Thursday, April 9, 2009

Broken Toes

I think it's a bit ironic that House, the confirmed atheist, has helped me understand God a little more. Well, maybe not so ironic and maybe not so unexpected. God seems to delight in using the opposite of what we expected, the meek inheriting the earth and all.

In the episode I saw tonight, a doctor in the Arctic had fallen suddenly and mysteriously ill (as they all do) from a break in her toe that was leaking marrow into her system. House, in doing the full body exam over an internet camera, didn't make her take off her socks because she hated having cold feet. At the end of the episode, he's lamenting his mistake to Robert Sean Leonard (!) who plays Wilson but is better known in my life as Neal in the Dead Poets Society and My Lord Lackbeard (Claudio) in Much Ado. Anyway, Wilson comforts House, saying that House actually cared about his patient by not wanting her to be in discomfort in the first place. House insists that he could have solved the case days earlier if he would have just had her take off her socks. When Wilson says that House was cared for the girl, House replies, in Hugh Laurie's amazing sarcastic American accent, 'If that's love, I want nothing to do with it.'

Note to the world: This is not the original love of God. This is not the love that doesn't force itself on you, the love that compelled my Jesus to stop the angels and die on the cross, the love that offers everything and demands only acceptance. That love is given freely and that grace cleans. What I'm talking about now is the perfecting love, the sanctifying grace, the hard stuff for me to deal with. I don't want trial by fire. I don't want to be broken to be made new. I don't want this. I didn't sign up for this. Sure, I want to grow in faith, doesn't everyone? I just thought it was something you're supposed to do. I never realized what God really wants from me.

I was reading the passion story (for what must have been the tenth time this week) and I threw a tiny fit when I came to the crowds once again. I can't take it. They shout Crucify and I scream at them. How could so few stir up so many to cause so much suffering to my Lord? I claim possession of Him and call Him my Lord because His death was my fault and His death led to my life. If they would have seen what they were doing, who they were killing, what happened because of their cries... they would have yelled on. 'Ashamed I hear my mocking voice call out among the scoffers.'
Because I hear them yell crucify and I know that I would yell right along with them if I was there. I watch Jesus walk, watch the Romans grab a passerby to carry the cross when He can't, watch them nail Him to a tree and wait for the time, I know it's coming, when He yells 'Eloi, Eloi...' I always used to have a problem with this. Why wasn't God more obviously present when Jesus was in such need of Him? I know He never left Him- why wasn't He there more? I would shake in quiet rage at this. If God couldn't be visible for His only Son on the cross, what ever made me think He would be here for me in my tiny pain? 'It was my sin that held him there until it was accomplished.' Jesus, having never felt the separation, the blocking effect that sin has between us and God, suddenly had all the sins ever committed in all of eternity upon Him.

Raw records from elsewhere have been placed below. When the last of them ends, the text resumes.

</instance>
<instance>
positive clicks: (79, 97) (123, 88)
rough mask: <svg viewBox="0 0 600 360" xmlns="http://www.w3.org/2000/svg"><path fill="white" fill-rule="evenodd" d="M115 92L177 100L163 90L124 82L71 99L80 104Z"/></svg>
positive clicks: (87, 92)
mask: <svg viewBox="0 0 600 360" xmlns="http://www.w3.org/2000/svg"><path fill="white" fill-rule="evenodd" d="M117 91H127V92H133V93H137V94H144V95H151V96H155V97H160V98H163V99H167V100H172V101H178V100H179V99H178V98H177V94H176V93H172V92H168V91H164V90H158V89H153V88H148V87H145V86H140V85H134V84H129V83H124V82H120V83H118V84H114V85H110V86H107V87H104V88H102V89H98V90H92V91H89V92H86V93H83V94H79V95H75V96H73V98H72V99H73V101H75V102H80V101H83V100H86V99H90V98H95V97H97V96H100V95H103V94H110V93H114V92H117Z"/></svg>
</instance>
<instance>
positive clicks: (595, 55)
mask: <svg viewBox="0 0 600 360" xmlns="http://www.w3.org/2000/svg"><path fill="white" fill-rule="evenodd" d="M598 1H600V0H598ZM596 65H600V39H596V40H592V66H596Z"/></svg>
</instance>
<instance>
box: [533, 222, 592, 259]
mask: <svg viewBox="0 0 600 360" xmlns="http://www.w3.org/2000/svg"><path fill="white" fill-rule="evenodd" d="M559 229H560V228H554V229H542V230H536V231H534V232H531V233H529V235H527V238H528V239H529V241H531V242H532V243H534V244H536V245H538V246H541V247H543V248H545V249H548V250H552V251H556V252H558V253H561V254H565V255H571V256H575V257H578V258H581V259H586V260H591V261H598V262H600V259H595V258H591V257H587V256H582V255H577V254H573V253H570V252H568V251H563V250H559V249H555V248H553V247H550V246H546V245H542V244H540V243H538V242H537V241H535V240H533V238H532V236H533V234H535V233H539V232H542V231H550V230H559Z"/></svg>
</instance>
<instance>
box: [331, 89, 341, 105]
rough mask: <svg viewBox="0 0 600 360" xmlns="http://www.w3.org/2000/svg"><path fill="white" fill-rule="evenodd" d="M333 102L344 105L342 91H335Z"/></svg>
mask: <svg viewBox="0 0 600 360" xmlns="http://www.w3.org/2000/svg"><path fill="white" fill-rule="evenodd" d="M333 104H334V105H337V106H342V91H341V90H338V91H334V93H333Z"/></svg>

It's the worst possible feeling ever and He had the worst of the worst as His only experience with sin. Of course He felt like God abandonned Him. No one can see the stars through a thunderstorm.

And so my every sin heaps pain on my Lord. No, I know He's already felt it all. that the sins I commit tomorrow, the next day, a year from the now, the very day of my death, all those have already been piled on Him. I just want to limit my pile now. And here's where the love comes back in. I've told Him, time and again, that I want to be better, that I want to stop causing Him pain, that for once I want to be the person He made me to be. And He smiles because He sees that I really do want to try and I know He shakes His head because He knows when I'll fail. But His love is now not the kind that lets me sit with my socks on and a broken toe unnoticed. He must see into every area of my life and bring to light the things that must be taken away from me to make me perfect as He is perfect. And this is painful, much more than cold feet and discomfort. He is pulling everything wrong in my life, getting rid of my status quo and making me right. And I asked for it.

So this is love. He loves me too much to let me hide these things, no matter what the original discomfort is. House is right. Like Holmes, he usually is. A love that is unwilling to make me take off my socks, that is willing to let me die rather than cause me a little pain to fix my problems, is no love at all and I want nothing to do with it. I'm glad God's love is much better than that. I don't want to leave it.